A "true Jew" is thus a spiritual identity. It is any person of any origin whatsoever, whose heart has been transformed by the Holy Spirit. Paul emphasizes this further: "Understand, then, that those who have faith are children of Abraham" (Galatians 3:7). And: "Neither circumcision nor uncircumcision means anything; what counts is the new creation!" (Galatians 6:15).


You are the New Israel, the Temple and the Kingdom


Where does this lead us then? To an awe-inspiring, personal conclusion. Every person who lives their life from "the law of the Spirit of life" (Romans 8:2) becomes the spiritual Israel. This struggle is spiritual, for "though we live in the flesh, we do not wage war according to the flesh" (2 Corinthians 10:3).


  • You are the Temple: "Do you not know that your bodies are temples of the Holy Spirit, who is in you, whom you have received from God?" (1 Corinthians 6:19). God no longer dwells in a building of stone, but in the human being itself.


  • You are a Priest and a King: "But you are a chosen people, a royal priesthood, a holy nation, God's special possession" (1 Peter 2:9, see also Revelation 1:6). You have direct access to God and are called to exercise His royal influence in your environment.


  • You are the New Jerusalem: In a vision, John saw "the Holy City, the new Jerusalem, coming down out of heaven from God" (Revelation 21:2).

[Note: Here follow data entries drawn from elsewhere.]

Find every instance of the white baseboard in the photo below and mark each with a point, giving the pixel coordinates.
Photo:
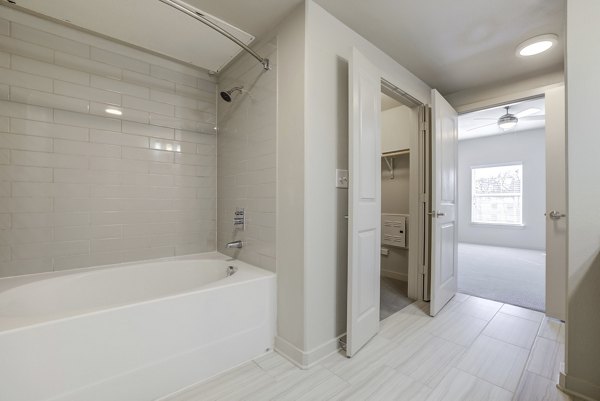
(306, 359)
(395, 275)
(578, 388)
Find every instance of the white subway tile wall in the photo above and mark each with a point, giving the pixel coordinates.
(80, 187)
(246, 159)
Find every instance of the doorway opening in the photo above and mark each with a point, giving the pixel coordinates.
(399, 127)
(501, 203)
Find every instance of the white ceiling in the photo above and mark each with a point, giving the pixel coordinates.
(484, 122)
(256, 17)
(460, 44)
(451, 45)
(388, 102)
(149, 24)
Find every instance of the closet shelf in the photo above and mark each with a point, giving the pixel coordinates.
(396, 153)
(389, 159)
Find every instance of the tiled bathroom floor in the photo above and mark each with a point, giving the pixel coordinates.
(475, 350)
(393, 297)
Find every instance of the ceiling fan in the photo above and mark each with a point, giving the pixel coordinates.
(508, 120)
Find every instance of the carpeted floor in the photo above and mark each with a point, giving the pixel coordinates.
(508, 275)
(393, 296)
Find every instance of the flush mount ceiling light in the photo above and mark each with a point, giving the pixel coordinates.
(115, 112)
(537, 45)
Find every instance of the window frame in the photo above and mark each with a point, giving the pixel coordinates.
(490, 224)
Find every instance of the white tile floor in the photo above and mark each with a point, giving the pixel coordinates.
(474, 350)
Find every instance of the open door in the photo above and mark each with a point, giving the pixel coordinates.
(556, 204)
(364, 202)
(444, 230)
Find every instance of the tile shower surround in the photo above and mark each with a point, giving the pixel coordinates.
(247, 158)
(79, 187)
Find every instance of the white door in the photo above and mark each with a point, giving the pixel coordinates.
(556, 205)
(444, 231)
(364, 202)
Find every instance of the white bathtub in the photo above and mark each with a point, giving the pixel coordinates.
(133, 331)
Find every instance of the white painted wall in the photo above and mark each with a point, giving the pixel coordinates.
(583, 143)
(527, 147)
(290, 185)
(329, 45)
(395, 126)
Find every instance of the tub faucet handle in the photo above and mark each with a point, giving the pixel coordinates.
(234, 244)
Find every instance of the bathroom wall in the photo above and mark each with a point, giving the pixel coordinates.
(79, 187)
(581, 376)
(246, 157)
(527, 147)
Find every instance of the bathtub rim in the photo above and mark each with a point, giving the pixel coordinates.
(247, 274)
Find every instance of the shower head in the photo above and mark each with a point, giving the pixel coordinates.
(226, 95)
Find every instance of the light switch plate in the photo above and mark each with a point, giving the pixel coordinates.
(341, 178)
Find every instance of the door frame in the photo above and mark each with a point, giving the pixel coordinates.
(535, 93)
(416, 264)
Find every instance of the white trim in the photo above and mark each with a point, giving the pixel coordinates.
(395, 275)
(306, 359)
(578, 388)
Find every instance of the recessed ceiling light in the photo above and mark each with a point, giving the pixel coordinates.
(537, 45)
(116, 112)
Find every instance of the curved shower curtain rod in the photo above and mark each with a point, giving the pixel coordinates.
(187, 9)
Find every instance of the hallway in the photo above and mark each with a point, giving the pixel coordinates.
(475, 349)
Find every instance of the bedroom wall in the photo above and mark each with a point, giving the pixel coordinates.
(527, 147)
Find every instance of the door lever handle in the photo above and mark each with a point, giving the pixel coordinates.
(555, 215)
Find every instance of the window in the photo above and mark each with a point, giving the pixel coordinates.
(497, 194)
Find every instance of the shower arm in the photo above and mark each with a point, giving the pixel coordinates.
(186, 9)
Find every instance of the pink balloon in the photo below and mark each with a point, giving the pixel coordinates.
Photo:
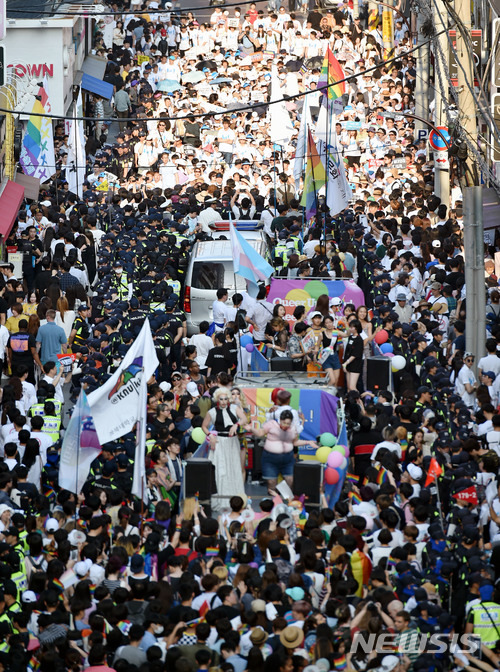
(346, 450)
(331, 476)
(334, 460)
(381, 337)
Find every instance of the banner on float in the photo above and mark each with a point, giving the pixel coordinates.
(293, 293)
(318, 407)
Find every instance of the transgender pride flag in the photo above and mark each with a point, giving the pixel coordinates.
(247, 262)
(37, 153)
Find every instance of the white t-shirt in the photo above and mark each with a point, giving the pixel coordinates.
(489, 363)
(226, 138)
(219, 312)
(465, 375)
(203, 345)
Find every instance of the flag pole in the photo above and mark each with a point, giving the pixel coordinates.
(237, 335)
(327, 92)
(142, 456)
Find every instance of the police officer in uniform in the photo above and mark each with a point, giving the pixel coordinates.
(80, 330)
(121, 282)
(51, 422)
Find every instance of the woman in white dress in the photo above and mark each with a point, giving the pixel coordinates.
(225, 420)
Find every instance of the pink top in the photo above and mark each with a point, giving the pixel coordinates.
(278, 441)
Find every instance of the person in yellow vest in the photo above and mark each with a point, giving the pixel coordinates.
(11, 594)
(484, 620)
(121, 282)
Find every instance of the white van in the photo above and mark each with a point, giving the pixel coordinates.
(211, 268)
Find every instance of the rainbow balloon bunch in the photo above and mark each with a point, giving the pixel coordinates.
(333, 455)
(382, 340)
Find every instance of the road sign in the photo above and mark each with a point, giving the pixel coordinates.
(399, 162)
(495, 108)
(2, 65)
(436, 141)
(476, 53)
(495, 69)
(441, 161)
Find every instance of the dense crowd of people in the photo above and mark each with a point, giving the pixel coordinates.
(102, 581)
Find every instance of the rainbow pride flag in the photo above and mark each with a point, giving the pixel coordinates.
(340, 663)
(314, 178)
(382, 476)
(355, 498)
(262, 347)
(37, 153)
(331, 76)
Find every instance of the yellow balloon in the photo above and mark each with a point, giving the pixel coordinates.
(322, 454)
(299, 295)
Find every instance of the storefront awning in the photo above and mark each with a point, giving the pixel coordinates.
(10, 202)
(95, 66)
(97, 86)
(491, 209)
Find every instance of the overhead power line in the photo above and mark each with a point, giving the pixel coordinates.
(244, 108)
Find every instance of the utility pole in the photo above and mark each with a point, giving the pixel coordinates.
(441, 177)
(372, 15)
(422, 82)
(387, 28)
(475, 332)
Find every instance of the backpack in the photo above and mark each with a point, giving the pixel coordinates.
(241, 323)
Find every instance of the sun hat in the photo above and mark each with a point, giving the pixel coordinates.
(52, 525)
(192, 389)
(28, 597)
(258, 605)
(297, 593)
(389, 663)
(258, 636)
(291, 637)
(76, 537)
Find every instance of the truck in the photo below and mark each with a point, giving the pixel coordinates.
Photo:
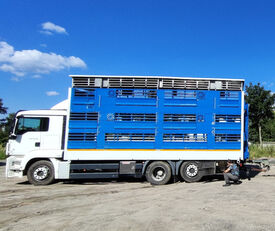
(154, 127)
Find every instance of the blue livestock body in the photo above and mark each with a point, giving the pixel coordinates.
(127, 118)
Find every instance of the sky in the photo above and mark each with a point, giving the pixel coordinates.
(43, 42)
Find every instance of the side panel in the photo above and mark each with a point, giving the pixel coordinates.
(115, 124)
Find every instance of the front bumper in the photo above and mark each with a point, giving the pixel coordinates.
(14, 167)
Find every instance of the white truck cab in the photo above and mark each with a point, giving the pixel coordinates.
(37, 134)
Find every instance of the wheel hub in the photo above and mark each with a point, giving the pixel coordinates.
(159, 174)
(192, 170)
(41, 173)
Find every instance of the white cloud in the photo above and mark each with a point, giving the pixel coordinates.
(50, 28)
(15, 79)
(36, 76)
(52, 93)
(34, 61)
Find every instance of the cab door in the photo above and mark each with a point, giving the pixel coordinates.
(28, 134)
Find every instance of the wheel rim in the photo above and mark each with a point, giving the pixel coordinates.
(158, 174)
(192, 170)
(41, 173)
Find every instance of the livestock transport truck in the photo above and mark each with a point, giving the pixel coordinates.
(113, 126)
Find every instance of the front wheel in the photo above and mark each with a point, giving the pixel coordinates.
(158, 173)
(41, 173)
(190, 171)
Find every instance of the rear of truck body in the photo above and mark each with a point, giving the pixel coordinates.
(158, 127)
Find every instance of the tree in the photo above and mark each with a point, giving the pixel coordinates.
(261, 104)
(3, 110)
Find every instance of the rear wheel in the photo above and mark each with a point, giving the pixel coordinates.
(158, 173)
(41, 173)
(190, 171)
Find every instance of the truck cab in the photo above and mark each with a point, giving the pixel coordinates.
(37, 135)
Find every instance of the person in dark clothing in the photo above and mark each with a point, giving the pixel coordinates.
(232, 173)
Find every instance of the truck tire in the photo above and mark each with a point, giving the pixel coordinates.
(158, 173)
(190, 172)
(41, 173)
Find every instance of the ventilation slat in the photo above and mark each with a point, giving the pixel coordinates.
(158, 82)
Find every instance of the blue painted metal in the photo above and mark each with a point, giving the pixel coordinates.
(246, 134)
(182, 119)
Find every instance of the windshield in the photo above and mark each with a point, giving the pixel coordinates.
(31, 124)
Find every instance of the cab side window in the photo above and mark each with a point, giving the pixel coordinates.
(28, 124)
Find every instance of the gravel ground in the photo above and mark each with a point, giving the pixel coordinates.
(136, 205)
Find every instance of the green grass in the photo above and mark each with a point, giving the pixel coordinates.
(256, 151)
(2, 153)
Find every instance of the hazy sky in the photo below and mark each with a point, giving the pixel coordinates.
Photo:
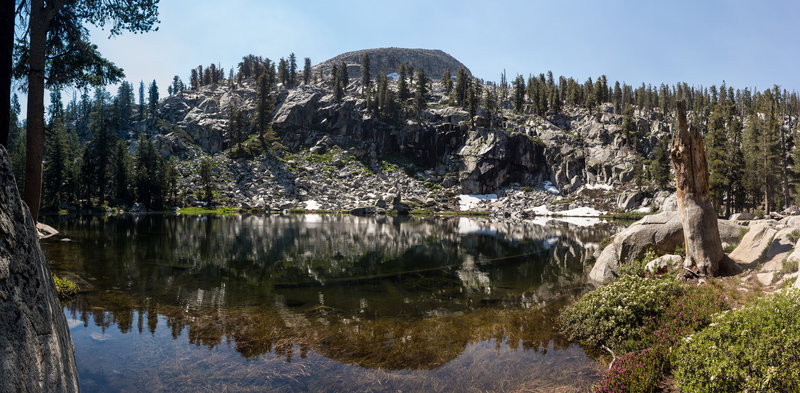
(745, 43)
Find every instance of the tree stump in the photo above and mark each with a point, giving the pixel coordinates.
(704, 254)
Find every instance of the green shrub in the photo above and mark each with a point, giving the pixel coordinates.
(753, 349)
(650, 357)
(614, 314)
(636, 267)
(66, 289)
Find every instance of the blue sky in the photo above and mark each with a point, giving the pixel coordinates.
(745, 43)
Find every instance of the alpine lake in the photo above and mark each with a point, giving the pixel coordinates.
(324, 303)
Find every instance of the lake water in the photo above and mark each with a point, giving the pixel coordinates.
(323, 303)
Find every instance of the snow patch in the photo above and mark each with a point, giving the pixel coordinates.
(549, 187)
(467, 226)
(598, 186)
(312, 205)
(469, 201)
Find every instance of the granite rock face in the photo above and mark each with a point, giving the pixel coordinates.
(36, 351)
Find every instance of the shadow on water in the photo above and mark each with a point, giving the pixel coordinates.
(324, 303)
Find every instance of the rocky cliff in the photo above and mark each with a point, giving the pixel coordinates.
(387, 60)
(36, 351)
(341, 155)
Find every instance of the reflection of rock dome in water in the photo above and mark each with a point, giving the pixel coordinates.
(386, 292)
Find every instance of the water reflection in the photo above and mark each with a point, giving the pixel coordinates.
(329, 292)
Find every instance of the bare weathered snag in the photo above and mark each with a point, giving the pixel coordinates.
(704, 254)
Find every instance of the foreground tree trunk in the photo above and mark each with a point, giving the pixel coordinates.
(7, 49)
(704, 255)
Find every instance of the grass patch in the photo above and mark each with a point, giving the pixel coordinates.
(65, 288)
(626, 216)
(221, 211)
(752, 349)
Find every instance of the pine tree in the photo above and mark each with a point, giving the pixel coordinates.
(491, 105)
(472, 103)
(193, 80)
(365, 73)
(206, 178)
(658, 166)
(717, 155)
(519, 94)
(153, 99)
(142, 112)
(122, 173)
(102, 142)
(344, 77)
(402, 86)
(283, 72)
(264, 107)
(462, 80)
(292, 70)
(447, 82)
(124, 105)
(420, 93)
(306, 70)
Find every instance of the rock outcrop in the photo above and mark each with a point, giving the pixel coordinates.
(387, 60)
(662, 232)
(36, 351)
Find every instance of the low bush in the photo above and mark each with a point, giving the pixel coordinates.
(651, 355)
(66, 289)
(752, 349)
(614, 314)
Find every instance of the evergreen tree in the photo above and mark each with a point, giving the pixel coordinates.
(16, 143)
(149, 172)
(102, 143)
(658, 166)
(264, 107)
(491, 106)
(462, 80)
(122, 168)
(344, 77)
(153, 99)
(141, 101)
(716, 146)
(193, 80)
(306, 70)
(402, 85)
(124, 105)
(472, 103)
(206, 178)
(336, 85)
(420, 93)
(519, 94)
(365, 73)
(447, 82)
(292, 71)
(283, 72)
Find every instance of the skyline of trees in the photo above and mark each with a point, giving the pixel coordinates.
(741, 127)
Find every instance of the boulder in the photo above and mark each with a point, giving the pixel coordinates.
(138, 207)
(779, 250)
(664, 264)
(628, 200)
(36, 351)
(753, 247)
(742, 216)
(662, 232)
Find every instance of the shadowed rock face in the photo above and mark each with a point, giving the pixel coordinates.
(36, 351)
(386, 60)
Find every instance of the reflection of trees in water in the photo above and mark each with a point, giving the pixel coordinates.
(398, 292)
(389, 343)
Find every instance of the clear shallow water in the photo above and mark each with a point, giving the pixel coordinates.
(323, 303)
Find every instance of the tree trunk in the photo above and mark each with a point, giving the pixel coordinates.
(38, 24)
(7, 49)
(704, 255)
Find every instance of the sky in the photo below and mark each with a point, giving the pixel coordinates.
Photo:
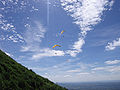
(90, 44)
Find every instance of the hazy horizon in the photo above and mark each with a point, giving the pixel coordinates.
(88, 49)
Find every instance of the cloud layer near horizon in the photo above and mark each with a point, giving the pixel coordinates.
(86, 14)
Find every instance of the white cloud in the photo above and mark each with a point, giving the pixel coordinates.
(8, 54)
(112, 62)
(67, 76)
(83, 73)
(74, 71)
(48, 53)
(108, 68)
(86, 13)
(33, 38)
(113, 45)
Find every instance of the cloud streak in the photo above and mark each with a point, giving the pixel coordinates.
(33, 38)
(113, 45)
(112, 62)
(86, 14)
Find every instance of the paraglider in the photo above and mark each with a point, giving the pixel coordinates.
(56, 45)
(62, 32)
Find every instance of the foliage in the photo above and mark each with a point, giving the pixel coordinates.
(14, 76)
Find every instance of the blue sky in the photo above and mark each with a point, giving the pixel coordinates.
(90, 45)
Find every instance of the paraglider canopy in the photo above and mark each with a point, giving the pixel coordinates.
(62, 31)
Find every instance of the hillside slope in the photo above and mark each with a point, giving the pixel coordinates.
(14, 76)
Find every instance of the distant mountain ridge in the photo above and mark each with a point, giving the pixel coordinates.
(14, 76)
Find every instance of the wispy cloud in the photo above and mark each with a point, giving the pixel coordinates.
(112, 62)
(86, 14)
(108, 68)
(33, 38)
(48, 53)
(113, 45)
(9, 54)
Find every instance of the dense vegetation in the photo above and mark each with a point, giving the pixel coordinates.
(14, 76)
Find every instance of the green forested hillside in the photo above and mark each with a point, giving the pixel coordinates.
(14, 76)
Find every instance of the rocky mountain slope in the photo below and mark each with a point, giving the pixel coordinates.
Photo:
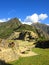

This is not a future city; it is the image of the worldwide Church, the collection of all believers, who bring God's glory and character ("descending") into the world. You are a living stone in that city (1 Peter 2:5).


This new identity nullifies all human opposites. "For those who are led by the Spirit of God are the children of God" (Romans 8:14). And in Christ "there is neither Jew nor Gentile, neither slave nor free, nor is there male and female, for you are all one in Christ Jesus" (Galatians 3:28). You have clothed yourselves with Christ; the old identities have become subordinate to the new creation that you are in Him.


Conclusion: Your Personal Promised Land


The journey of the promised land is a journey inward. The physical land was a shadow, a metaphor for a deeper truth. The true "Israel" is the identity of every person who, like Jacob, has the courage to go into the night and engage in the inner struggle with God. It is the identity of those who, like Paul, consider all human prestige and descent as loss for the surpassing worth of knowing Christ. It is the identity of a child of the promise, a free and sovereign person in the heavenly Jerusalem.


As we have seen, the biblical Israel is fundamentally different from the modern nation-state. The promise was never fulfilled in a political entity, but in a spiritual people. The kingdom is not far away; it is a kingdom of peace and joy, within you. You are the place where God dwells, the priest who represents Him and the king/queen who rules His love and truth in your piece of the world.


The question, therefore, is not: "Where is Israel?" The question is: "Do you live today from the identity of the spiritual Israel?"